Pour les parties civiles, si les policiers locaux avaient été écoutés, il y avait une chance d'arrêter Mohamed Merah avant la tuerie de l'école juive.
Paris veut recruter Mohamed Merah comme informateur
Il y a aussi la note du 21 février 2012, quelques semaines avant les attaques. Ce jour-là, après avoir “débriefer” quelques mois plus tôt Mohamed Merah pendant 2 heures 30 à Toulouse à son retour du Pakistan, les experts de la direction centrale parisienne estiment non seulement que l’homme n’est pas dangereux mais insistent en plus sur son caractère “ouvert et voyageur” pour demander aux agents toulousains de mesurer sa fiabilité afin de tenter de le recruter comme informateur.C'est un peu comme si médecin généraliste j'envoyais un client à un cardiologue pour des problèmes coronariens et qu'il me le renvoit en disant qu'il n'y a rien mais "voyez quand même"
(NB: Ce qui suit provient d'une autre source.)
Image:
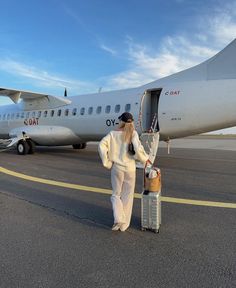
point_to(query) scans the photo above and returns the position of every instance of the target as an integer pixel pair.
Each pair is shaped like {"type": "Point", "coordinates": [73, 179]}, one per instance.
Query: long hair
{"type": "Point", "coordinates": [128, 129]}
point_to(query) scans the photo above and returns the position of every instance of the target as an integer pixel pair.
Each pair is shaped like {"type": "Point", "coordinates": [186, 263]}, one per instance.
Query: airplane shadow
{"type": "Point", "coordinates": [77, 209]}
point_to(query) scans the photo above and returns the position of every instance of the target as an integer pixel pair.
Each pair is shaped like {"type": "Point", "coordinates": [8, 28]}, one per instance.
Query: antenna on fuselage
{"type": "Point", "coordinates": [65, 93]}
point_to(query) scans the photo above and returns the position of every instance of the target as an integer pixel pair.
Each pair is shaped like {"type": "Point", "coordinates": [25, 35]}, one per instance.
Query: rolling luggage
{"type": "Point", "coordinates": [151, 202]}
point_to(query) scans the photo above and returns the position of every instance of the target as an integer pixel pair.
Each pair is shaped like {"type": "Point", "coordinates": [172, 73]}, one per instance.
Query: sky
{"type": "Point", "coordinates": [89, 45]}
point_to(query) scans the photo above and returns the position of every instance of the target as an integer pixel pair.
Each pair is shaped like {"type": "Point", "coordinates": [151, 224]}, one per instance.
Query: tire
{"type": "Point", "coordinates": [79, 146]}
{"type": "Point", "coordinates": [31, 146]}
{"type": "Point", "coordinates": [22, 147]}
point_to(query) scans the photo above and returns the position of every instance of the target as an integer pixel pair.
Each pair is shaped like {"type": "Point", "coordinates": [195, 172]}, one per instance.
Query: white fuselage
{"type": "Point", "coordinates": [183, 109]}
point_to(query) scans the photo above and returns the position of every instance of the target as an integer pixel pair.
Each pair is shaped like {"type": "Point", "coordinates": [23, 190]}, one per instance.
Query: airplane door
{"type": "Point", "coordinates": [149, 110]}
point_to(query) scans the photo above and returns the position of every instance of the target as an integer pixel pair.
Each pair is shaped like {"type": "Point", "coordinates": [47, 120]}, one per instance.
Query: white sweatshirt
{"type": "Point", "coordinates": [113, 150]}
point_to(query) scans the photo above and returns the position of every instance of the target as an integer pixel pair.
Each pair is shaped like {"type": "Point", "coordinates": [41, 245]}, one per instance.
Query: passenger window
{"type": "Point", "coordinates": [66, 112]}
{"type": "Point", "coordinates": [117, 108]}
{"type": "Point", "coordinates": [74, 111]}
{"type": "Point", "coordinates": [82, 110]}
{"type": "Point", "coordinates": [90, 110]}
{"type": "Point", "coordinates": [108, 109]}
{"type": "Point", "coordinates": [99, 110]}
{"type": "Point", "coordinates": [127, 107]}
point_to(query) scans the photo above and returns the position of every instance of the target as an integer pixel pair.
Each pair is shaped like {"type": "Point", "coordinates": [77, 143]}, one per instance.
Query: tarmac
{"type": "Point", "coordinates": [56, 218]}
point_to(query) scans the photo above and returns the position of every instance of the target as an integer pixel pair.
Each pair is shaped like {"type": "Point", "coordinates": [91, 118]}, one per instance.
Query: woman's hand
{"type": "Point", "coordinates": [148, 162]}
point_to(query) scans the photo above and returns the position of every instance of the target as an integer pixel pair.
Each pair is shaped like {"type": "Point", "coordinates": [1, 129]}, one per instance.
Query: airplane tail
{"type": "Point", "coordinates": [220, 66]}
Le directeur régional et son équipe sur le terrain "refusent catégoriquement". Cependant, à ce moment-là la surveillance de Mohamed Merah est desserrée.
Le rôle d'Abdelkader Merah est central selon l'ex-policier
Quant à Abdelkader Merah, dans les radars du renseignement intérieur depuis 2006, il avait selon l’ex-policier “vocation à devenir un émir, un sachant, pour devenir un homme ayant l’ascendant religieux sur le reste du groupe”.Pour lui, il a un rôle central :
Les attentats de Toulouse et Montauban sont le fruit d'un projet collectif dont Abdelkader Merah fait partie, c'est une conviction, je n'en ai pas la preuve, et dont Mohamed Merah était le bras armé.
Pour l'ex-policier, lors de son long séjour au Caire entre mars 2009 et février 2011, Abdelkader Merah aurait été en contact avec toute une partie du clan, Essid, Clain et évidemment son frère Mohamed.